🤖 AI Summary
Under costly verification, scarce ground-truth labels and noisy proxy labels introduce estimation bias. To address this, we propose a unified manifold inference framework that jointly leverages ground-truth and proxy labels. Our method introduces a novel three-tier progressive SPI architecture—Base-SPI, SPI+, and SPI++—the first to jointly model adaptive multi-wave annotation and proxy-label regularization, thereby breaking the efficiency–bias trade-off bottleneck under constrained verification budgets. The framework integrates data augmentation, ℓ₂-regularized regression, and active learning–driven adaptive sampling, supported by asymptotic theory and Monte Carlo simulations.
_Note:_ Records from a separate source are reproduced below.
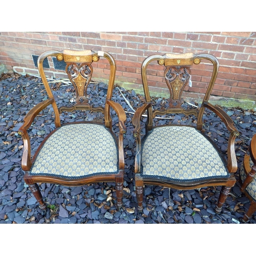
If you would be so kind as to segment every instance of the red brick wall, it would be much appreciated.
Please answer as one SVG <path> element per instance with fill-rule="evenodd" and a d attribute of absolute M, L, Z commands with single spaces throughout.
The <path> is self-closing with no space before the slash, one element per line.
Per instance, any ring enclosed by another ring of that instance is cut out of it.
<path fill-rule="evenodd" d="M 149 55 L 210 53 L 220 62 L 212 94 L 256 100 L 256 32 L 0 32 L 0 62 L 8 69 L 15 67 L 17 71 L 37 73 L 32 54 L 63 49 L 109 52 L 116 61 L 116 83 L 135 88 L 141 88 L 141 63 Z M 106 61 L 94 63 L 94 67 L 98 78 L 107 77 Z M 160 91 L 165 87 L 163 78 L 157 76 L 163 74 L 163 67 L 156 63 L 150 68 L 149 84 Z M 193 69 L 193 87 L 185 90 L 204 92 L 209 69 L 205 64 L 202 71 Z"/>

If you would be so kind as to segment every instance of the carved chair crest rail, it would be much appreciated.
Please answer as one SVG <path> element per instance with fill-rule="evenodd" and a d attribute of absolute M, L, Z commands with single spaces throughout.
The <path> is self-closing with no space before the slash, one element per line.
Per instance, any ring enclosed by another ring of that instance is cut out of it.
<path fill-rule="evenodd" d="M 240 168 L 241 190 L 249 199 L 251 204 L 243 221 L 247 222 L 256 211 L 256 135 L 251 139 L 249 148 Z"/>

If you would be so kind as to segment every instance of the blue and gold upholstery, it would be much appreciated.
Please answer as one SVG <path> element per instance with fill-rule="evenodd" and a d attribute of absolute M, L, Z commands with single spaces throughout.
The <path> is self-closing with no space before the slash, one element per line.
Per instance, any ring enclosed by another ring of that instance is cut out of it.
<path fill-rule="evenodd" d="M 250 167 L 251 168 L 253 165 L 253 163 L 250 157 L 249 160 Z M 242 182 L 243 183 L 246 178 L 246 174 L 244 171 L 244 168 L 243 164 L 241 165 L 240 168 L 240 175 Z M 245 190 L 248 194 L 256 201 L 256 179 L 255 178 L 252 180 L 245 188 Z"/>
<path fill-rule="evenodd" d="M 78 178 L 118 171 L 115 140 L 103 125 L 63 125 L 45 142 L 30 174 Z"/>
<path fill-rule="evenodd" d="M 154 128 L 144 140 L 142 150 L 144 177 L 192 181 L 230 177 L 218 150 L 193 127 Z"/>

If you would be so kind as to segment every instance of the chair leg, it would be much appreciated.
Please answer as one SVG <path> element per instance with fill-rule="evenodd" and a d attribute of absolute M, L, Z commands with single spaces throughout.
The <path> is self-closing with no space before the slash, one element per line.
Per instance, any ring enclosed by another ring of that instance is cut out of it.
<path fill-rule="evenodd" d="M 31 192 L 34 195 L 37 202 L 40 204 L 39 207 L 42 210 L 46 210 L 47 205 L 42 199 L 42 194 L 39 189 L 38 186 L 36 183 L 28 184 Z"/>
<path fill-rule="evenodd" d="M 118 207 L 121 207 L 123 205 L 122 198 L 123 197 L 123 178 L 116 178 L 116 193 L 117 197 L 117 205 Z"/>
<path fill-rule="evenodd" d="M 135 187 L 137 201 L 138 201 L 138 210 L 141 211 L 143 209 L 142 206 L 143 200 L 143 181 L 142 178 L 138 174 L 135 175 Z"/>
<path fill-rule="evenodd" d="M 221 193 L 217 202 L 217 205 L 215 208 L 215 211 L 217 214 L 220 214 L 222 208 L 222 205 L 224 203 L 227 197 L 228 193 L 231 190 L 231 187 L 224 186 L 221 189 Z"/>
<path fill-rule="evenodd" d="M 247 222 L 249 219 L 251 217 L 254 212 L 256 210 L 256 202 L 252 201 L 251 202 L 251 205 L 249 207 L 247 212 L 244 215 L 243 218 L 243 221 Z"/>
<path fill-rule="evenodd" d="M 143 209 L 142 202 L 143 200 L 143 187 L 136 186 L 136 197 L 138 201 L 138 209 L 142 211 Z"/>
Experiments demonstrate substantial reductions in estimation error, improved statistical power for risk factor identification, and performance approaching that of fully ground-truth–labeled models—even with limited verification resources—enhancing model reliability and research reproducibility.
📝 Abstract
High-quality labeled data are essential for reliable statistical inference, but are often limited by validation costs. While surrogate labels provide cost-effective alternatives, their noise can introduce non-negligible bias. To address this challenge, we propose the surrogate-powered inference (SPI) toolbox, a unified framework that leverages both the validity of high-quality labels and the abundance of surrogates to enable reliable statistical inference. SPI comprises three progressively enhanced versions. Base-SPI integrates validated labels and surrogates through augmentation to improve estimation efficiency. SPI+ incorporates regularized regression to safely handle multiple surrogates, preventing performance degradation due to error accumulation. SPI++ further optimizes efficiency under limited validation budgets through an adaptive, multiwave labeling procedure that prioritizes informative subjects for labeling. Compared to traditional methods, SPI substantially reduces the estimation error and increases the power in risk factor identification. These results demonstrate the value of SPI in improving the reproducibility. Theoretical guarantees and extensive simulation studies further illustrate the properties of our approach.